Authors: Richard Ren, Steven Basart, Adam Khoja, Alice Gatti, Long Phan, Xuwang Yin, Mantas Mazeika, Alexander Pan, Gabriel Mukobi, Ryan H. Kim, Stephen Fitz, Dan Hendrycks
Abstract: As artificial intelligence systems grow more powerful, there has been
increasing interest in “AI safety” research to address emerging and future
risks. However, the field of AI safety remains poorly defined and
inconsistently measured, leading to confusion about how researchers can
contribute. This lack of clarity is compounded by the unclear relationship
between AI safety benchmarks and upstream general capabilities (e.g., general
knowledge and reasoning).
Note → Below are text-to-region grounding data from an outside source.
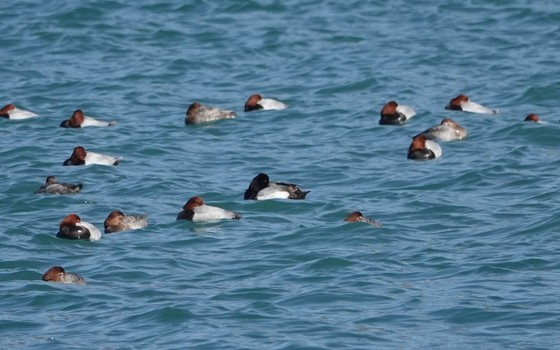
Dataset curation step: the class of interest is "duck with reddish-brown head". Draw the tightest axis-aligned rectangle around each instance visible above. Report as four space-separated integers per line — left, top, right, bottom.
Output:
344 211 382 227
177 196 241 222
379 100 416 125
63 146 121 166
445 94 498 115
524 114 541 123
104 210 148 233
244 94 288 112
407 135 442 160
60 109 116 128
0 103 38 119
57 213 101 241
42 266 86 285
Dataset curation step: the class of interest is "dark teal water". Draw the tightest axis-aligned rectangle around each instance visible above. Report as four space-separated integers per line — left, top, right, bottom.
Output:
1 1 560 349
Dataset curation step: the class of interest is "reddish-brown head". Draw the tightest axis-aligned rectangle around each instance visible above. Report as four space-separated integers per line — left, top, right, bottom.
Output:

To address these issues, we conduct a comprehensive
meta-analysis of AI safety benchmarks, empirically analyzing their correlation
with general capabilities across dozens of models and providing a survey of
existing directions in AI safety. Our findings reveal that many safety
benchmarks highly correlate with upstream model capabilities, potentially
enabling “safetywashing” — where capability improvements are misrepresented as
safety advancements. Based on these findings, we propose an empirical
foundation for developing more meaningful safety metrics and define AI safety
in a machine learning research context as a set of clearly delineated research
goals that are empirically separable from generic capabilities advancements. In
doing so, we aim to provide a more rigorous framework for AI safety research,
advancing the science of safety evaluations and clarifying the path towards
measurable progress.
Source: http://arxiv.org/abs/2407.21792v1